ARTICLE AD BOX
KincaiMedia, JAKARTA -- Dalam sejarah Islam, ada banyak sosok nan berkontribusi besar dalam khazanah keilmuan agama. Di ranah teologi, ketokohan Abu Hasan Al Asyari telah diakui luas, apalagi hingga saat ini.
Pemikiran dan keteladanannya memberikan penga ruh nan signifikan untuk kaum Muslimin, terutama ahlus sunnah wal jama'ah (aswaja). Bagi pengikut teologi aswaja, ustadz kelahiran Basrah (Irak) tersebut dijuluki sebagai penyelamat umat dari pelbagai mengerti nan menyimpang, semisal Mutazilah alias Rafidhah.
Hingga berumur dewasa, Abu Hasan Al Asyari terus mengkaji ajaran-ajaran Mutazilah. Sampai suatu hari, tatkala usianya genap 40 tahun, dirinya mulai terpikir bakal titik lemah aliran ini.
Ia pun bertanya kepada Al Jubbai mengenai kepercayaan kaum Mutazilah tentang keadilan Tuhan nan dapat dimengerti dalam batas-batas manusia. Dialog antara bapak dan anak tiri, namalain pembimbing dan siswa ini dikutip Majid Fakhry dalam A History of Islamic Philosophy (1986).

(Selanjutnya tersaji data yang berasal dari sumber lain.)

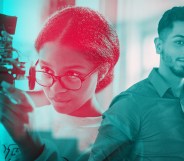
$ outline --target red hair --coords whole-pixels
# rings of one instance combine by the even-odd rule
[[[119,40],[113,27],[98,12],[86,7],[68,7],[55,12],[45,23],[35,42],[39,52],[51,41],[86,55],[96,66],[102,66],[108,73],[97,84],[96,92],[105,88],[113,78],[113,68],[119,58]],[[108,65],[105,65],[108,64]]]

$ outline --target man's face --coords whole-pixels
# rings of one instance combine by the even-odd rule
[[[167,35],[162,40],[160,67],[184,78],[184,21],[174,22],[173,28],[164,32]]]

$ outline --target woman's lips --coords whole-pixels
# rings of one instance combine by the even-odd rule
[[[50,98],[51,100],[53,100],[54,102],[69,102],[70,99],[66,99],[66,98],[62,98],[62,97],[53,97],[53,98]]]

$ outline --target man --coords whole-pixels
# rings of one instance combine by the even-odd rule
[[[184,6],[164,13],[158,35],[159,68],[112,101],[90,161],[184,160]]]

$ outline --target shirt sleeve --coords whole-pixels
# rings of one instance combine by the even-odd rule
[[[139,110],[131,94],[120,94],[103,115],[89,161],[122,161],[129,154],[140,126]]]

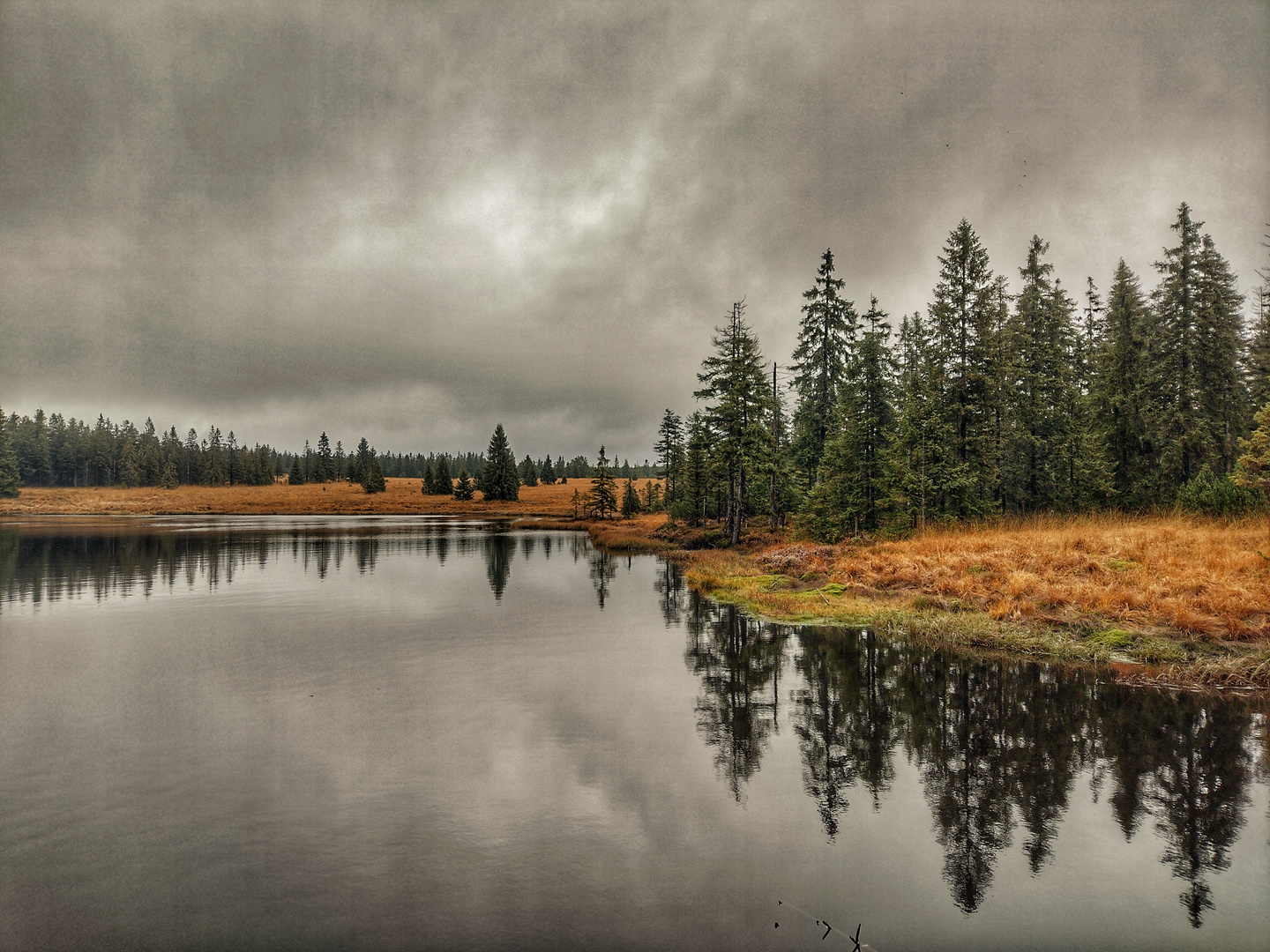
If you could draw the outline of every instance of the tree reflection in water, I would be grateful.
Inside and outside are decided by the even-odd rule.
[[[685,614],[681,585],[672,566],[654,583],[668,625]],[[853,788],[880,807],[903,745],[952,902],[974,913],[1016,828],[1029,868],[1043,873],[1076,778],[1088,772],[1095,801],[1110,778],[1109,806],[1126,839],[1153,820],[1161,862],[1189,882],[1180,901],[1191,924],[1213,908],[1206,876],[1229,866],[1256,768],[1250,750],[1266,745],[1253,736],[1267,731],[1265,717],[1243,702],[1132,689],[1086,669],[968,658],[870,631],[781,628],[696,593],[686,627],[685,660],[701,679],[697,729],[738,801],[776,730],[784,638],[796,631],[794,732],[804,790],[831,840]]]
[[[599,603],[599,611],[605,611],[608,586],[617,576],[617,560],[608,552],[593,548],[587,556],[587,564],[591,584],[596,586],[596,600]]]
[[[686,589],[683,570],[674,562],[659,561],[653,589],[659,597],[659,607],[662,609],[662,618],[665,621],[665,627],[669,628],[682,622]]]
[[[512,556],[516,555],[516,538],[505,532],[490,532],[484,537],[485,578],[494,593],[494,600],[502,602],[507,581],[512,576]]]
[[[715,607],[696,593],[691,595],[686,661],[701,678],[697,731],[715,748],[715,767],[737,802],[777,730],[786,632],[747,617],[734,605]]]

“Bagaimana nasib tiga berkerabat ini di akhirat? Si sulung meninggal dalam keadaan baik namalain husnul khatimah. Si tengah meninggal dalam kondisi berdosa. Adapun si bungsu wafat sebelum mencapai akil baligh namalain usia dewasa,” tanya Al Asyari.
“Si sulung masuk ke dalam surga. nan berdosa masuk ke dalam neraka. Adapun nan ketiga berada dalam posisi pertengahan,” jawab Al Jubbai.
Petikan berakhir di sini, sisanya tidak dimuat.